With checks and balances, enhanced security need not erode privacy
The jihadist killing spree that left 17 dead and paralysed Paris for days in January has prompted French lawmakers to grant the state sweeping new powers to spy on its own citizens' communications. That is not unprecedented in Europe, where governments have introduced such measures, sometimes covertly and illegally, and expanded them incrementally ever since the 2001 terrorist attacks on the US. This is despite the recent controversy over American electronic spying on Europeans. What sets the new measures apart is that they go further than anything before, including compelling internet providers to install new analysis tools to flag patterns of "suspicious" online behaviour. Human-rights and civil-liberties advocates fear other countries will follow suit in what one described as a "race to the bottom".
Had they been in place already, would they have prevented the Kouachi brothers killing 12 people at the satirical magazine Charlie Hebdo , or averted the taking of hostages at a kosher grocery by Amedy Coulibaly, who killed four of them plus a policeman?

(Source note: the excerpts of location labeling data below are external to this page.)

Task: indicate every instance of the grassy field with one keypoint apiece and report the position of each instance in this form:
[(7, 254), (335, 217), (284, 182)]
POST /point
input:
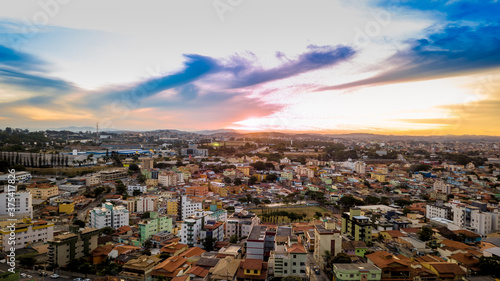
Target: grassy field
[(310, 211)]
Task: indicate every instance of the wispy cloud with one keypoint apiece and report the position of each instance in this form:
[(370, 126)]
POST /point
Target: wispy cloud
[(454, 50)]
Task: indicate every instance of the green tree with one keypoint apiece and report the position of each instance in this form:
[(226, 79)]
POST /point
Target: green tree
[(28, 261), (425, 234), (233, 239), (237, 181), (209, 244), (107, 230), (341, 258), (133, 167), (80, 223)]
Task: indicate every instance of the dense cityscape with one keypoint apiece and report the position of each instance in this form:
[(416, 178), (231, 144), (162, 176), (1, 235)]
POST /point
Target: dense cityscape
[(250, 140), (223, 205)]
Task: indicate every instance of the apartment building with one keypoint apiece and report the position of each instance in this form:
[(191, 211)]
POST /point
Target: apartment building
[(240, 223), (28, 232), (188, 207), (154, 224), (438, 210), (356, 272), (198, 191), (172, 206), (255, 242), (472, 218), (72, 245), (442, 187), (109, 216), (355, 225), (43, 191), (22, 200), (147, 163), (191, 228), (142, 204), (213, 229), (288, 260), (112, 175), (140, 188), (326, 239), (167, 179)]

Not necessarily, say critics, who point out that the Kouachis and Coulibaly were already targeted by intelligence agencies, which need more resources and funding to investigate suspects, rather than wider powers.
However, despite France's respect for civil liberties and privacy, and the opposition of internet companies and civil-liberties advocates, the new measures aroused little debate. European public opinion began shifting long before the Paris slaughter. Indeed, Britain has long tolerated CCTV street surveillance and France's new laws legalise covert snooping. In the internet age, expectations of privacy are much lower. For example, if Hong Kong were targeted by terrorists we could expect more public support for unprecedented, intrusive security measures. In putting security ahead of privacy, France is saying where it stands on a question that many other major nations may have to face one day. That said, judicial oversight and checks and balances should not be dispensed with lightly.